Order dictionary by key with numerical representation

Question

I have this input, where each value has a range of 200:

d = {'600-800': 3, '1800-2000': 3, '1000-1200': 5, '400-600': 1, '2600-2800': 1}

And I am looking for this expected order:

{'400-600': 1, '600-800': 3, '1000-1200': 5, '1800-2000': 3, '2600-2800': 1}

Already tried something like this, but the order is just wrong:

import collections
od = collections.OrderedDict(sorted(d.items()))
print od

Answer 1

You can split the key into parts at '-' and use the first part as integer value to sort it.
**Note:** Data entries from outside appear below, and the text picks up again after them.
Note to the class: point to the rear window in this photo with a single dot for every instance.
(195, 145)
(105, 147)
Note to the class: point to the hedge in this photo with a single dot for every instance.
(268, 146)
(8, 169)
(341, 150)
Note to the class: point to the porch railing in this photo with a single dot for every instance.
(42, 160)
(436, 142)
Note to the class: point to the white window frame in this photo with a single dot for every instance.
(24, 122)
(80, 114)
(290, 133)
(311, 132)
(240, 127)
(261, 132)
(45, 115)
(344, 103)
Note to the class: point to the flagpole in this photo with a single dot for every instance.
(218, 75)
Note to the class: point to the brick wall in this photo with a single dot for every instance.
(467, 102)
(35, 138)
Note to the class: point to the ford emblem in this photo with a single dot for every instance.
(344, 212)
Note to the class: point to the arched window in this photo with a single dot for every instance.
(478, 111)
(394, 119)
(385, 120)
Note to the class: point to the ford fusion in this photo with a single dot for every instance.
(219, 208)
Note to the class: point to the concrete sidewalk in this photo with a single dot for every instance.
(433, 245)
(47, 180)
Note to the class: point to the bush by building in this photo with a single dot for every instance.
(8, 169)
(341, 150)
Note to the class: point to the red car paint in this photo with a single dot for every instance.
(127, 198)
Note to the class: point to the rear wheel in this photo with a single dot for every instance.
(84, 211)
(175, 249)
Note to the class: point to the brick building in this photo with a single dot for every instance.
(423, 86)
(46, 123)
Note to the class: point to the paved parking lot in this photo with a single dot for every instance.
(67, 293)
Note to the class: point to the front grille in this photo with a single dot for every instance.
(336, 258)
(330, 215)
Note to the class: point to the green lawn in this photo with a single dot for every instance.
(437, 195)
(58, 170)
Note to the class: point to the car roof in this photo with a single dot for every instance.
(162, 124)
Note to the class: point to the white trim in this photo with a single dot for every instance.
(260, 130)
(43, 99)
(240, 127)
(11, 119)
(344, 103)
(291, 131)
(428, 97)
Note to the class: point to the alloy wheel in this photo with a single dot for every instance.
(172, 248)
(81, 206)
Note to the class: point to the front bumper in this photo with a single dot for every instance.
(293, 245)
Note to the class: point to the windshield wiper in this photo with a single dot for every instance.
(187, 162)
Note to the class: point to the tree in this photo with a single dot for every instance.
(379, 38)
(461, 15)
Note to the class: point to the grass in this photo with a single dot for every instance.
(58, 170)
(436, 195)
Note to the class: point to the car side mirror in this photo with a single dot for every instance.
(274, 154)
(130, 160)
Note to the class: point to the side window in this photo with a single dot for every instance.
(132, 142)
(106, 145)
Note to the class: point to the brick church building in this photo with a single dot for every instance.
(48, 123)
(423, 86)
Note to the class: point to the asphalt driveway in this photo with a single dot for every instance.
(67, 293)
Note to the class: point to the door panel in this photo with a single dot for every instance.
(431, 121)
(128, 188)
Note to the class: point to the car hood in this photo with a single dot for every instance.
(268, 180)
The second part is irrelevant for ordering because of the nature of your key-values (when converted to integer):

d = {'600-800': 3, '1800-2000': 3, '1000-1200': 5, '400-600': 1, '2600-2800': 1}
import collections
od = collections.OrderedDict(sorted(d.items(),key =lambda x: int(x[0].split("-")[0])))
print od

Output:

OrderedDict([('400-600', 1), ('600-800', 3), ('1000-1200', 5), 
             ('1800-2000', 3), ('2600-2800', 1)])

Doku:

• sorted(iterable,key)

Related:

• How to sort a list of objects based on an attribute of the objects? for more "sort by key" examples
• Are dictionaries ordered in Python 3.6+? .. which lets you omit the OrderedDict from 3.7+ on (or 3.6 CPython)

Answer 2

If you want to order your dictionary by the first year first (and then by the second year if needed, which is unnecessary in the given example, but feels more natural), you need to convert to integers and set a custom key:

d = {'600-800': 3, '1800-2000': 3, '1000-1200': 5, '400-600': 1, '2600-2800': 1}

sorted(d.items(), key=lambda t: tuple(map(int, t[0].split("-"))))
# [('400-600', 1),
#  ('600-800', 3),
#  ('1000-1200', 5),
#  ('1800-2000', 3),
#  ('2600-2800', 1)]

The conversion to integers is needed because e.g. "1000" < "200", but 1000 > 200. This list can be passed to OrderedDict afterwards like in your code, if needed.